Following steps describe how to connect an external USB Hard Drive/SSD to a Raspberry Pi. I’m using an old Raspberry Pi-3 which unfortunately does not support booting from a USB Drive. So I still need to boot the Pi using a small SD Card (2Gb works just fine).

Here are the steps I took:

  • First prepare an SD-Card (min 16Gb) using the ‘Raspberry Pi Imager‘-tool.

  • Next steps require an external screen (connected via HDMI), an external keyboard and a mouse :

Boot the Pi and connect your external USB drive. I’m using an SSD drive because it’s faster and doesn’t need an additional power supply.

  • From the menu : goto ‘Acccesories’ -> ‘SD Card Copier’
  • Select the source and target devices.
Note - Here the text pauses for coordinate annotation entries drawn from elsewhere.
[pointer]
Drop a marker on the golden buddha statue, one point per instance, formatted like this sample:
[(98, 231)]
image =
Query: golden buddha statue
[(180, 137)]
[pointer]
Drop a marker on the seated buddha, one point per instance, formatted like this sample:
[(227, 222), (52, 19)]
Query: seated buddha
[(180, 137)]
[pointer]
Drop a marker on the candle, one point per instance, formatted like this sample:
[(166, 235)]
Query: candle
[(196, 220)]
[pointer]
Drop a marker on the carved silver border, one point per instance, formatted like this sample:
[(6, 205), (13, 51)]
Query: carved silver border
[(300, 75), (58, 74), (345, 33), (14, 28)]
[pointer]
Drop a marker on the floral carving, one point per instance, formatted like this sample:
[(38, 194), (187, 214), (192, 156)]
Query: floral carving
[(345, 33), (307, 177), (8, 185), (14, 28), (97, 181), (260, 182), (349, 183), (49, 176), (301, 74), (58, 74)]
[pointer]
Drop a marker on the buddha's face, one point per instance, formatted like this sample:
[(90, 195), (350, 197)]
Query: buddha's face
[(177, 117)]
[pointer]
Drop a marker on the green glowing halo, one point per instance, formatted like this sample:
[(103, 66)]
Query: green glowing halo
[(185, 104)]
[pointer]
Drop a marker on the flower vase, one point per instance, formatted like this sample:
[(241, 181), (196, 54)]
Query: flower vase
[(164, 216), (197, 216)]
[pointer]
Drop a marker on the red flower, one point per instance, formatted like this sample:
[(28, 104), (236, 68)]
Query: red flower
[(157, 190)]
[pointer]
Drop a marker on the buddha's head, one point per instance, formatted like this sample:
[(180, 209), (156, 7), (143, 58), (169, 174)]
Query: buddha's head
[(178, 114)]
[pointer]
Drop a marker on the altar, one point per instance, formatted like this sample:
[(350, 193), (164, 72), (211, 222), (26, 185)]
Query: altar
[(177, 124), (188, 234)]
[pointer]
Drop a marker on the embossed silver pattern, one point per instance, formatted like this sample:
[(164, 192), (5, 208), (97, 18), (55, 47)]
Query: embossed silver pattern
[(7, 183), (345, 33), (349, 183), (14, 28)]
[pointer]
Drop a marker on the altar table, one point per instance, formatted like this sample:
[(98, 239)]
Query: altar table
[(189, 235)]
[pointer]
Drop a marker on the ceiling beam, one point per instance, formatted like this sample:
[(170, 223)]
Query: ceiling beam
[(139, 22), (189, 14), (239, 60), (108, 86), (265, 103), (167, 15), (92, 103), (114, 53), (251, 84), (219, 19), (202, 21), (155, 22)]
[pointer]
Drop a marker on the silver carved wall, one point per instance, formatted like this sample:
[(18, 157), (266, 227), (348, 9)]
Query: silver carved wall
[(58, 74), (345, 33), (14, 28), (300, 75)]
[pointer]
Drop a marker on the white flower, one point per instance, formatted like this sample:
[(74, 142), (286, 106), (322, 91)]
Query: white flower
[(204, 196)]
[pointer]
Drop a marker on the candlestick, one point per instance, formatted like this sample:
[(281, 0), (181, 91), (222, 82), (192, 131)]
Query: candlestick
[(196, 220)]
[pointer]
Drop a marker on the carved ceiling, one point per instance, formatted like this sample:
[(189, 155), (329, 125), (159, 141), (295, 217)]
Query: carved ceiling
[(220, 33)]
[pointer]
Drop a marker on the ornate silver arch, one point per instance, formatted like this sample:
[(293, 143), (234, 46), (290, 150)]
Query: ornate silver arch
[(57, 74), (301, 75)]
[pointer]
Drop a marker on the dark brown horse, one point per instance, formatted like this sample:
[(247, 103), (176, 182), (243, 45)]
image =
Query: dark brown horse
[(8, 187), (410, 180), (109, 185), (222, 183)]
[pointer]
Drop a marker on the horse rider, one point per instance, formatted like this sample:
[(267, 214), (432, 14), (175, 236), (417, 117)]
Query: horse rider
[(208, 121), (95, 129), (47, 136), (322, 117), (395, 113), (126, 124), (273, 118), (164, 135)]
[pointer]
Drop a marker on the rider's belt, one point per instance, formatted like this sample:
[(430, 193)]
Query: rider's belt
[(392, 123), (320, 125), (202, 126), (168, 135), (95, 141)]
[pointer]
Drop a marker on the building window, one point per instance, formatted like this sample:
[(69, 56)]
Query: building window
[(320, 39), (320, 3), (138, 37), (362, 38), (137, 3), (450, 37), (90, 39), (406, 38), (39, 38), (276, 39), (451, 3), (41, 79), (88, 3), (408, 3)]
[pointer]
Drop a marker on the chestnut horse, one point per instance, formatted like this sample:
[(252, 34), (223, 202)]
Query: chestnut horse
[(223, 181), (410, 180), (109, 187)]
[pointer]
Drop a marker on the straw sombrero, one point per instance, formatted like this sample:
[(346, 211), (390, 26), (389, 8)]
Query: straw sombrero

Make sure to enable ‘New PArtition UUIDs’: This will copy the 2 partitions of the SD-Card onto the external USB drive.

    PI_CP_SD.png

  • Reboot the Pi. This will automatically mount the external drive.
  • Note down the PartitionUUID in the file ‘cmdline.txt’ from the /boot directory of the external disk. This is the PartitionUUID we want to mount when the Pi boots up.
  • Now edit the cmdline.txt from the /boot directory and replace the root PartitionUUID to refer to the PartitionUUID from the external disk e.g.

console=serial0,115200 console=tty1 root=PARTUUID=a4cd54ec-02 rootfstype=ext4 fsck.repair=yes rootwait quiet splash plymouth.ignore-serial-consoles

  • Reboot the Pi and verify the mounted file systems using the command ‘df -h’. If all went well, the external USB Drive should now be mounted as the root file system and the ‘/boot’ directory should be mounted from the SD-Card.

Finally if you want to use a small SD-Card (2Gb or even smaller) as boot device, you can do the following :

  • Format the small SD-Card with a FAT filesystem (you can use Disk Utility on Mac or fdisk on Linux)
  • Copy the boot partition from the SD-Card (16Gb) onto the small SD-Card using the command ‘dd’ (your devices might have different names) :

sudo dd if=/dec/mmcblk0p1 of=/dev/sda

  • Finally edit the file ‘/boot/cmdline.txt’ to point to the correct root PartitionUUID.

As a result we only use the SD-Card to boot the Raspberry Pi. Everything else runs of the external SSD drive.